Studeren met dyscalculie
Ze gaat al een half uur eerder weg maar haar dyscalculie zal – in een onbekende omgeving – altijd voor vertraging blijven zorgen. Het zorgt ervoor dat haar planning, de stappen die ze moet nemen om op tijd te komen, steeds weer in de war raakt. Daar kan ze – nog steeds – van balen. ‘Dat je om zoiets te laat komt. Ik leer er mee omgaan, maar het blijft lastig.’
De weg kwijt
De zalen waar ze college heeft voor haar studie toegepaste psychologie, kan ze nu, na een paar weken, wel redelijk vinden. ‘Maar laatst zat ik in een lokaal met twee deuren’, zegt Esmee. ‘Ik stapte een andere deur uit dan normaal en dan ben ik het weer kwijt.’ Ze wist niet meer waar ze was.
Het verbaast haar steeds meer hoe weinig mensen eigenlijk weten wat dyscalculie is. ‘Iets met cijfers, hoor ik vaak’, zegt Esmee. ‘Dat klopt voor een deel wel. Dyscalculie betekent letterlijk niet kunnen berekenen, een hardnekkig probleem bij het aanleren van bepaalde vaardigheden. Vooral bij leren en het oproepen en toepassen van reken- en wiskundekennis.’

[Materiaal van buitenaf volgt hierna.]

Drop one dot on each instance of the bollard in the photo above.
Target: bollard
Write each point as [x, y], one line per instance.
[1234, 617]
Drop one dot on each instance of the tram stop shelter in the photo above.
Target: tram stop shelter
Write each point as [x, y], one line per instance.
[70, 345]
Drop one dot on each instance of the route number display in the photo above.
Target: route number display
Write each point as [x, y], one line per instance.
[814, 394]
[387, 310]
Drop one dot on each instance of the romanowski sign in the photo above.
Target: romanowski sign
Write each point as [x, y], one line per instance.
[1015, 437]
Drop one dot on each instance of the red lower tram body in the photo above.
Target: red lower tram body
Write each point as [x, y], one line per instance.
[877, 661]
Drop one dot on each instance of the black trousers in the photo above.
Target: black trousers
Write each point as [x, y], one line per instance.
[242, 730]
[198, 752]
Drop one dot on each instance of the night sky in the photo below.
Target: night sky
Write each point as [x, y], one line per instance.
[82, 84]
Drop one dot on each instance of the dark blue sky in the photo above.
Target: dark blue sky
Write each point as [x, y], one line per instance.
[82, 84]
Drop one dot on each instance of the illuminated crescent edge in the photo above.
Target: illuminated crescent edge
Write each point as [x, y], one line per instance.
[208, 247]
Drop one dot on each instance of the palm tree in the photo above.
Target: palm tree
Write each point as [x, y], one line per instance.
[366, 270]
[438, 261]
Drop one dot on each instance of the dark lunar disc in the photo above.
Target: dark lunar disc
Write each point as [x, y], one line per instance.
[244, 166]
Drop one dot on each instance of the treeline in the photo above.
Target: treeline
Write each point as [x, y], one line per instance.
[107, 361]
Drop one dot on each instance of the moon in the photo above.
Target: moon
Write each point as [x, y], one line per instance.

Ze kan geen tafels onthouden, heeft moeite met rekenfouten onthouden en moet over de simpelste rekensommetjes langer nadenken. ‘Ik heb nu statistiek en daarvoor moet ik bijvoorbeeld ook gemiddeldes uitrekenen. Daar ben ik lang mee bezig. Bij ieder gemiddelde moet ik steeds opnieuw bedenken hoe ik dat ook alweer deed.’ Ze vergeet, als het ware, de stappen die ze moet nemen om bij het gemiddelde te komen.
Meer dan moeite met cijfers
Dyscalculie in Kenniscafé
Esmee Emmelkamp praat vandaag in het Kenniscafé over haar ervaringen met dyscalculie. Ook praat Femke Kramer met Wied Ruijssenaars, hoogleraar orthopedagogiek die meewerkt aan een langlopend onderzoeksproject naar basisschoolkinderen met leerproblemen. En met Wilfred Hofstetter, medewerker onderwijsadviesbureau Cedin, gespecialiseerd in onderzoek naar en begeleiding van kinderen met rekenproblemen.
Waar? Groninger Forum, 17:00-18:30
Dyscalculie is meer dan ‘moeite met cijfers’. Esmee heeft er vooral last van dat ze eerder opgedane kennis steeds terug moet halen. Dat het niet vanzelf gaat. ‘De rekensommetjes bijvoorbeeld, of de weg vinden.’
Een tijdje geleden deed ze rijexamen. Haar lessen gingen prima en de verschillende handelingen zaten er goed in. ‘Maar vlak voor het examen ben ik op vakantie geweest. Toen ik naast de examinator zat, had ik even geen idee van de stappen die ik moest zetten. Ik wist gewoon niet meer hoe het moest.’
Haar dyscalculie vergt veel van haar. Bij de kassa’s in de winkel, om steeds maar weer uit te rekenen hoe laat ze van huis weg moet om ergens op tijd te zijn, om de juiste trein op het juiste spoor te vinden. Maar je zult het nooit aan haar zien, zegt ze. Haar dyscalculie verbergt ze goed. In de loop der jaren heeft ze zich vaardigheden aangeleerd om er goed mee om te gaan.
Schaamte
Soms bekruipt haar toch een klein beetje schaamte, al ebt dat gevoel snel weer weg. ‘Het voelt soms vervelend om in college steeds de meeste vragen te stellen, al is er voor mij geen enkele reden om dat niet te doen. Het went, ik heb er zolang mee te maken.’ Het is ook niet zo dat ze de colleges niet begrijpt, zegt ze. ‘Het is alleen zo dat ik meer tijd nodig heb om de stappen in mijn hoofd te ordenen.’
Dat geeft niet, zegt ze. ‘Het is te doen allemaal, anders was ik er natuurlijk nooit aan begonnen. Ik schrijf alles stap voor stap op, als een soort van begrijpend lezen. Als ik dan niet meer weet hoe ik een gemiddelde uit moet rekenen, dan zoek ik het gewoon op in mijn aantekeningen. Zo lukt het me tot nu toe altijd.’